Glycogen synthase kinase-3β is a functional modulator of serotonin-1B receptors

Mol Pharmacol 2011 Jun;79(6):974-86.PMID:21372171DOI:10.1124/mol.111.071092.

Glycogen synthase kinase-3 (GSK3) is a constitutively active protein kinase that is involved in neuronal regulation and is a potential pharmacological target of neurological disorders. We found previously that GSK3β selectively interacts with 5-hydroxytryptamine-1B receptors (5-HT1BR) that have important functions in serotonin neurotransmission and behavior. In this study, we provide new information supporting the importance of GSK3β in 5-HT1BR-regulated signaling, physiological function, and behaviors. Using molecular, biochemical, pharmacological, and behavioral approaches, we tested 5-HT1BR's interaction with G(i)α(2) and β-arrestin2 and 5-HT1BR-regulated signaling in cells, serotonin release in mouse cerebral cortical slices, and behaviors in wild-type and β-arrestin2 knockout mice. Molecular ablation of GSK3β and GSK3 inhibitors abolished serotonin-induced change of 5-HT1BR coupling to G(i)α(2) and associated signaling but had no effect on serotonin-induced recruitment of β-arrestin2 to 5-HT1BR. This effect is specific for 5-HT1BR because GSK3 inhibitors did not change the interaction between serotonin 1A receptors and G(i)α(2). Two GSK3 inhibitors, N-(4-methoxybenzyl)-N'-(5-nitro-1,3-thiazol-2-yl)urea (AR-A014418) and 3-(5-bromo-1-methyl-1H-indol-3-yl)-4-(benzofuran-3-yl)pyrrole-2,5-dione (BIP-135), efficiently abolished the inhibitory effect of the 5-HT1BR agonist anpirtoline on serotonin release in mouse cerebral cortical slices.
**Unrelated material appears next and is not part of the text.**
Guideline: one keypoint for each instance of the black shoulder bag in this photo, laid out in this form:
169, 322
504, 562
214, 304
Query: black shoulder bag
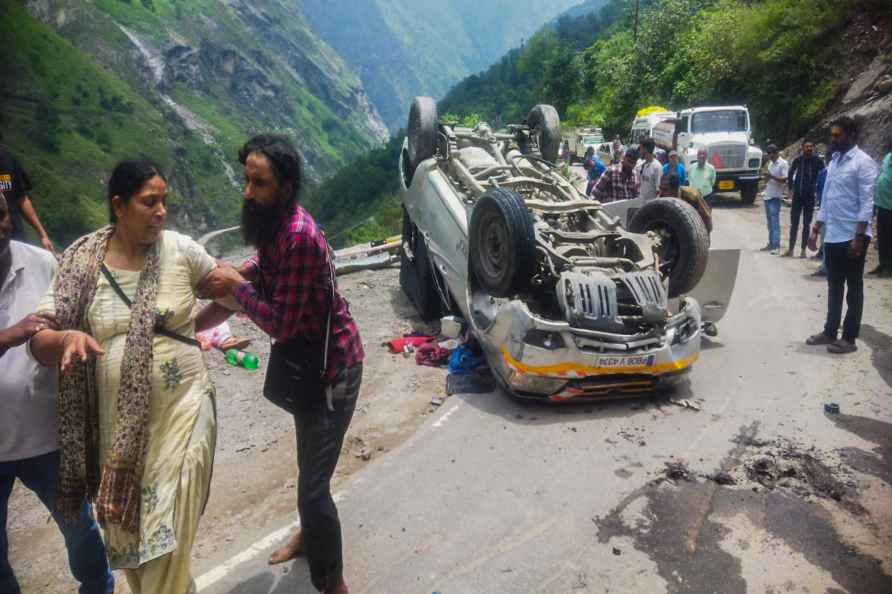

GSK3 inhibitors also facilitated the 5-HT1BR agonist anpirtoline-induced behavioral effect in the tail suspension test but spared anpirtoline-induced locomotor activity. These results suggest that GSK3β is a functional selective modulator of 5-HT1BR-regulated signaling, and GSK3 inhibitors fine-tune the physiological and behavioral actions of 5-HT1BR. Future studies may elucidate the significant roles of GSK3 in serotonin neurotransmission and implications of GSK3 inhibitors as functional selective modulators of 5-HT1BR.